When an unbeliever asks for proof that the Bible is the Word of God, it often does little good to marshal the facts of its historical reliability, its internal consistency, or its correspondence to archaeological data, though such evidence is abundant. The Bible is the most reliable and vindicated book of antiquity, and its beauty and coherence speak for themselves.
Yet, what usually happens when this evidence is presented? Does the unbeliever automatically bow before it as the Word of God? Does he surrender to its authority? No, unless the Lord is using these means to draw him to Christ, which indeed often happens. But where unbelief remains, the reason is plain: the eyes must be illuminated by the Holy Spirit. Or more precisely, it is the inward witness of the Spirit that testifies to the divine authority of the Scriptures.
Thus, we see that true faith is more than intellect. It is more than knowledge, or even assent to objective truth. It is a work of the Holy Spirit in the heart. This accords with a biblical understanding of human nature. We are more than disembodied brains. We are not robots or blocks of wood. We have affections, loves, desires, and a will.
Objective truth and intellect are essential to faith, but they are meant to serve as catalysts for holy affections and renewed desires. True faith is when a man’s heart and will, not merely his intellect, reach out and appropriate Christ for himself.

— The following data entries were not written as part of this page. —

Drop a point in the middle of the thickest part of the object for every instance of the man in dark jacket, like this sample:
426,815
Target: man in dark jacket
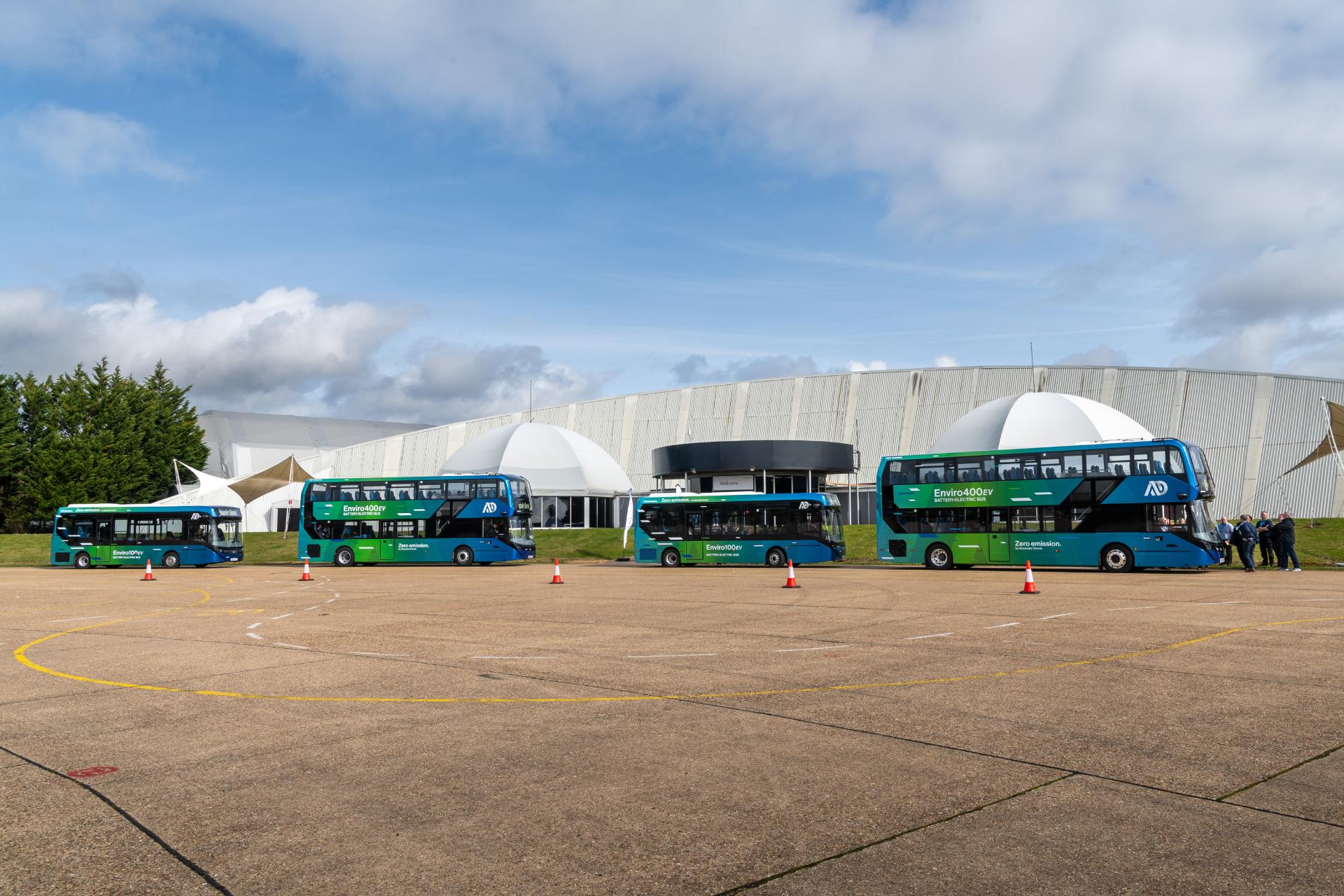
1287,538
1246,546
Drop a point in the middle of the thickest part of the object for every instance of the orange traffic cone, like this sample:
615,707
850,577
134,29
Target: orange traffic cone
1030,587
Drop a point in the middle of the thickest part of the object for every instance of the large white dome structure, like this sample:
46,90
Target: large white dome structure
1038,419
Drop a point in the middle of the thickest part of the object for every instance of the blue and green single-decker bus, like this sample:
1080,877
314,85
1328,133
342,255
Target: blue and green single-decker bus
1116,505
429,519
683,530
109,535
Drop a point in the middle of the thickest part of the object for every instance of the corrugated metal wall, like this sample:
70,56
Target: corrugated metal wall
1237,418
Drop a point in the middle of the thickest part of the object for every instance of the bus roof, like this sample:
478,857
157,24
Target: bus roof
1081,447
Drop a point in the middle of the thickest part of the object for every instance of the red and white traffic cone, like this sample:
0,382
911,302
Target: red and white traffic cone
1030,587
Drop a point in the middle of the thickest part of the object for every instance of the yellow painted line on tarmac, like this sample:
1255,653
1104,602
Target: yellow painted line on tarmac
20,654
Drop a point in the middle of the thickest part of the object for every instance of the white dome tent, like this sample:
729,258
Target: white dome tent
573,479
1038,419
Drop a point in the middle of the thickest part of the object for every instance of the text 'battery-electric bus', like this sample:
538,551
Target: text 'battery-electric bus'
1119,507
432,519
89,535
676,530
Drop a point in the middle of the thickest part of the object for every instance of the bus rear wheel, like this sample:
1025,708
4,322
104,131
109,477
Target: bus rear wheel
939,556
1117,558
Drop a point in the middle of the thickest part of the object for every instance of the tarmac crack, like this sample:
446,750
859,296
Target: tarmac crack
761,881
139,825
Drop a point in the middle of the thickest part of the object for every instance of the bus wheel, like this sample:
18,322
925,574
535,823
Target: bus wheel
1117,558
939,558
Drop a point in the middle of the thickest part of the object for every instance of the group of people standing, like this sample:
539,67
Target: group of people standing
1276,540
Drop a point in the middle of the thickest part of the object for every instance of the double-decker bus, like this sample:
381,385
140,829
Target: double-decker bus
1116,505
676,530
89,535
429,519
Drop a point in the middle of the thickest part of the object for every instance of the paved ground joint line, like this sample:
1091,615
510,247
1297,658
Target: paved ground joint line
889,839
159,841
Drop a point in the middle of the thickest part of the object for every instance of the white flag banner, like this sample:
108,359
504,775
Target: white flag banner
629,516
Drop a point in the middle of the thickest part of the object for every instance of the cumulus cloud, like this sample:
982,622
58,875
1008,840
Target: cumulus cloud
695,368
284,351
1100,355
78,144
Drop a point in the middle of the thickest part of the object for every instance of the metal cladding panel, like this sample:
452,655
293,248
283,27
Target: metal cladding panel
1075,381
711,413
601,422
945,394
822,412
769,403
878,418
999,382
655,426
1218,413
1147,396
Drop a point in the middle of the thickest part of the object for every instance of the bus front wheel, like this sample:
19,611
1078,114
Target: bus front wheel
939,556
1117,558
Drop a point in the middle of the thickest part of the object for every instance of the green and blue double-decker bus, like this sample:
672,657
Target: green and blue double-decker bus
1117,505
111,535
430,519
676,530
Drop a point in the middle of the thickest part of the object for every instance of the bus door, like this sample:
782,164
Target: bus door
1000,538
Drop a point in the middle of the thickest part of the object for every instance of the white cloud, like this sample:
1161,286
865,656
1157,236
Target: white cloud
78,144
284,352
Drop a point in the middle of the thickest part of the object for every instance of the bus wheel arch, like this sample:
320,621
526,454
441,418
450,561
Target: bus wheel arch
939,556
1117,558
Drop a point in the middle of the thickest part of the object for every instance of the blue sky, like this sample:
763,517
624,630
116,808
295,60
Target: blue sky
410,213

There are, then, two ways of knowing something: by hearing about it intellectually, or by experiencing it through sight and participation. One is merely notional. The other is experiential. The latter is what is meant by experimental Christianity. You possess Christ not in theory only, but in the heart. The Samaritans first heard about Jesus from the woman at the well. But after encountering Him for themselves, they could say, “Now we believe, not because of thy saying: for we have heard him ourselves, and know that this is indeed the Christ, the Savior of the world” (John 4:42).
The Need of the Hour is Experiential Christianity
This is why experiential Christianity matters so deeply in our own hour, and why it is deadly for the church to downplay or dismiss it. Christians rightly prize the intellect. Christianity is the religion of the Book. Reading, education, and careful study have been central to the church since the beginning. We love books, catechisms, and theological precision, and we should.
Yet with this comes the danger of rationalism, the notion that reason alone is sufficient. Combine this with modern anti-supernaturalism and materialism, and a serious distortion emerges. Conversion becomes untethered from the new birth and redefined as the acquisition of knowledge. We might call it doctrinal regeneration.
Religion then becomes formal, external, and lifeless. It is reduced to creeds, propositions, and intellectual assent. Christianity turns into a school of philosophy or a social club with religious language. I fear this describes far too many churches today, and, tragically, far too many who call themselves Christians.
So what about you, reader? Do you know this Christ experientially, in the heart, or is Christianity just an intellectual playground or a tradition you were told to revere? Do you have holy affections? Do you find yourself growing in holiness and putting sin to death? Do you know anything of heart religion?
If not, fly to Jesus as He’s offered to you in the gospel. Look upon Him whom you have pierced, and mourn. Gaze upon Him who has died for sinners. Ask Him for new eyes that you may see and a new heart that you may come and taste that the Lord is good.